Taylor also found that customers switching to paper generated about 80 million pounds of extra paper trash per year. Paper, unlike plastic, is biodegradable. But the environmental impact is not necessarily less. It takes much more energy to manufacture and transport paper shopping bags than their plastic counterparts. They are also less durable, which means shoppers are less likely to reuse them. And reusable cloth bag boosters should not feel too smug, either. The government of the United Kingdom found in a 2011 study that shoppers need to reuse a cotton bag 131 times to drop its carbon footprint below that of a single-use plastic bag.

Banning plastic products can have serious downsides unrelated to the environment, too. Researchers at the University of Arizona and California’s Loma Linda University found that reusable grocery bags often harbored food-borne bacteria.
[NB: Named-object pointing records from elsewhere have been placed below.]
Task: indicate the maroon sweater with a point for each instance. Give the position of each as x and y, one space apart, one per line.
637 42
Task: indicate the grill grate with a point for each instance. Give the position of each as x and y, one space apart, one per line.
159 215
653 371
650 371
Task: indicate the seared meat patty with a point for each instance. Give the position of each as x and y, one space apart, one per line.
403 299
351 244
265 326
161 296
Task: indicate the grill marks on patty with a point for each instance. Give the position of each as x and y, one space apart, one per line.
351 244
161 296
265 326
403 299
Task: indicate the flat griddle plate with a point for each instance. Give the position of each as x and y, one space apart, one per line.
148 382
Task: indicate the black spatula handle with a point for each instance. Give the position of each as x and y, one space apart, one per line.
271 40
The researchers suggested that shoppers often were unaware that they needed to wash or bleach their bags between uses. And small-business advocates argue that paper bags are significantly more expensive for business owners, while not necessarily being more environmentally friendly.

All this is not to say that we should do nothing to reduce plastic shopping bag waste. Researchers like Taylor tend to favor fees over bans for plastic shopping bags. A small fee encourages shoppers to reuse bags while not driving them to alternatives that are as bad or worse. And research suggests that bans and fees are about equally effective in encouraging reuse.
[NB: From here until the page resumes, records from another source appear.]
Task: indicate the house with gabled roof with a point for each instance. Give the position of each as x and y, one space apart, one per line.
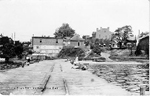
47 45
75 41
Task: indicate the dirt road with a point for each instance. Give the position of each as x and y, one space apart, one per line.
56 77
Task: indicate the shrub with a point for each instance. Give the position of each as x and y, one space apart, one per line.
69 51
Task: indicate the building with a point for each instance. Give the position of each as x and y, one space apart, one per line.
47 45
102 33
75 41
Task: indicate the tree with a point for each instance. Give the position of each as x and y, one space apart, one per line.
64 31
122 34
8 51
96 47
18 49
A worse outcome might be if policymakers tried to ban all plastic bags. I am not sure what your home garbage situation would look – or smell – like if you had to use paper or cloth garbage bags. Personally, I have three young kids at home and a garbage can that seems to fill up by the hour, so I am not imagining a pretty picture. I’m a big consumer of garbage bags and usually spring for a high-quality megapack of Glad ForceFlexPlus bags, with LeakGuard and RipGuard technology and Febreze fresh scent. While I do often use cloth or paper bags to carry my groceries home, I cannot yet compromise on a good garbage bag. And now I realize my paper and cloth grocery bags are not as environmentally friendly as I had hoped.

There are other alternatives that could help reduce plastic bag waste apart from banning them. Manufacturers have supported legislation that would expand and improve municipal recycling programs. They have also invested in bins, placed at store entrances, where shoppers can deposit used bags when local recycling programs do not accept them.

As for your individual actions when carrying groceries or other purchases, researchers emphasize that the most important choice an individual can make is to reuse any type of bag as many times as possible. Consider a reusable polyester bag, which has less of an environmental impact than cotton. The more times you use any bag, whether paper, plastic or cotton, the better. (Just remember to wash out those cloth bags.)

Reducing litter and solid waste is a worthy goal for policymakers, and for all of us. But as plastic bag bans show, it is important to understand potential ripple effects before buying into a quick fix. There is no such thing as a free lunch, regardless of whether you carry that lunch in a plastic, paper or cloth bag. All of us need to consider the unintended consequences of our seemingly environmentally friendly actions.